I started the first day at the OWL with the Brooklyn quartet Secret Crush who are always bursting full of driving bouncy beats and jangly guitars that produce a lush, very danceable, and fun shoegazzy garage pop. Then I made my way over to the backyard main stage for another BK foursome called Journalism who wooed those lucky ones whom made it out early, with a bit more of a post punk tilt to their spacy nu gazed catchiness. Next, was up to the cavernous Wick to see the adrenaline-pumping pop of Cosmonaut with their hefty yet smooth bass work with a duel-guitar slicing of songs with catchy hooks as well as also having a slight ethereal shoegaze layering feel – and their new material they’ve been playing lately is so ridiculously good I can’t wait to hear their next release. The first band that was new to me of the day was back down on the sun-drenched Well stage with a proggy pop trio called Celestial Shore, whom surprised me greatly with a set built on a very tricky time changes gallore that would make even a King Crimson fan’s mind spin and harmonies that would make a Death Cab For Cutie fan swoon. Then there was the punky female trio of Philadelphia’s Amanda X that have grooved my heartstrings over the last couple years, with a kind of rough mix between classic 70’s Blondie, 80’s Siouxsie and the Banshees, and a 90’s Cranberries that made me far to sad when they rather abruptly ended their set early and very surprisingly.
Next, were a couple bands that have a known reputation for nearly destroying stages they play on, and both I have seen do their damage many times before, so I was unsure if this place might not be here the next day. The local trio that put the P in power known as A Place To Bury Strangers could have easily headlined the night, as their presence and sound clearly hold that kind of weight, but nonetheless, even before the sun was down they proceeded to drive the sound needle into the red with their patented form of spacy noise rock that forms a thick wall of sound then drives a semi-truck through it. Sure enough, within the first fifteen minutes, frontman and axe hacker Oliver Ackermann had already launched his beat up old Viper guitar into the air to hit the stage roof with a billowing “THRAK!” and an ear-splitting “CRACK!” as it hit the stage, only to play on it a couple more songs before ruthlessly smashing it to bits of rock n’ roll abandon.
Next, was the infamous romp of the Black Lips – a few skater punks from Atlanta who took so much acid and listened to so much American surf and garage music from the mid-60’s they combusted into a recklessly wild party band. They actually broke out lots of their older material to surprising effect. As I had suspected, it did get rowdy, drawing what appeared to be the biggest crowd of any show of the fest and certainly the largest most pit. I also got coated in beer, which has become a ritual with each time I see these super-cool flower punks do their thing, but I can never get upset, – as you kind of have to know what you’re getting into with these crazy cool cats.

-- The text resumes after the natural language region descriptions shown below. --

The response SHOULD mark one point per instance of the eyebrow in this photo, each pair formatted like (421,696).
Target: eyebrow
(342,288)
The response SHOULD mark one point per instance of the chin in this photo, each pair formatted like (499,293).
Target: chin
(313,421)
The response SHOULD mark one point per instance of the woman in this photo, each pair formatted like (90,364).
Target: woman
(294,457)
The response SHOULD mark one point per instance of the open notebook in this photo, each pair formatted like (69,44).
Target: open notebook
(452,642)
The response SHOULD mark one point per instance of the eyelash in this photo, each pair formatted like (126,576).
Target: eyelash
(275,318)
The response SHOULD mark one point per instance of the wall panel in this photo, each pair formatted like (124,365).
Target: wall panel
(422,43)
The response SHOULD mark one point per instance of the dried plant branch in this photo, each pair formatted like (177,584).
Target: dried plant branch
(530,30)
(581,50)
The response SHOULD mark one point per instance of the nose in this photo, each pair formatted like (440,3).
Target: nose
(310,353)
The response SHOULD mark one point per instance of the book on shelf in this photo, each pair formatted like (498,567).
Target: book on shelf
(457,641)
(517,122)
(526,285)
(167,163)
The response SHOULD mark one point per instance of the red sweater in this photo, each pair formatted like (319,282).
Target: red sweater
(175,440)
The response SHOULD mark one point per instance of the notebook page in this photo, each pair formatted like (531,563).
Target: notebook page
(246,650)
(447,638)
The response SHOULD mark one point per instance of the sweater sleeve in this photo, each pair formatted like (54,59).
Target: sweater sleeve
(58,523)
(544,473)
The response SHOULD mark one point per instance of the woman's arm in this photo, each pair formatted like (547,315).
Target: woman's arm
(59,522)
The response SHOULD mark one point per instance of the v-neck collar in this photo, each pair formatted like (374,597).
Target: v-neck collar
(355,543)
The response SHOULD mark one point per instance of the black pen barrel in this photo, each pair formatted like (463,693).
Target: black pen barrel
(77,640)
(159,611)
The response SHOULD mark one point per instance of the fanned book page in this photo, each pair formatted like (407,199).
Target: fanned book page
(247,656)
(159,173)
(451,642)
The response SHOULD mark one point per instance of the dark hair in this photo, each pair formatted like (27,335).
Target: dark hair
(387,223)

After that insanity, I popped back over to the OWL to see the downright filthy rock stylings of Surfbort, building off the pure female roar of the riot grrrl harmonies complete with a duel female singer setup and the total abandon of the classic Sex Pistols-era of raw-riffing punk – forming a wonderfully destructive combination. I ended the night out back at the Wick with Cerebral Ballzy whom have been one of the premiere Brooklyn punk bands of the last few years, mixing up a tangy mix of driving 90’s metal and down-and-dirty 80’s skate punk which sounded great even though the room was far to reverb heavy in its cavernous layout. Front-man Honor Titus, was unfortunately not as animated as I had remembered him being before, but it was a lot of hardcore moshing to end a great first day and one wild Friday.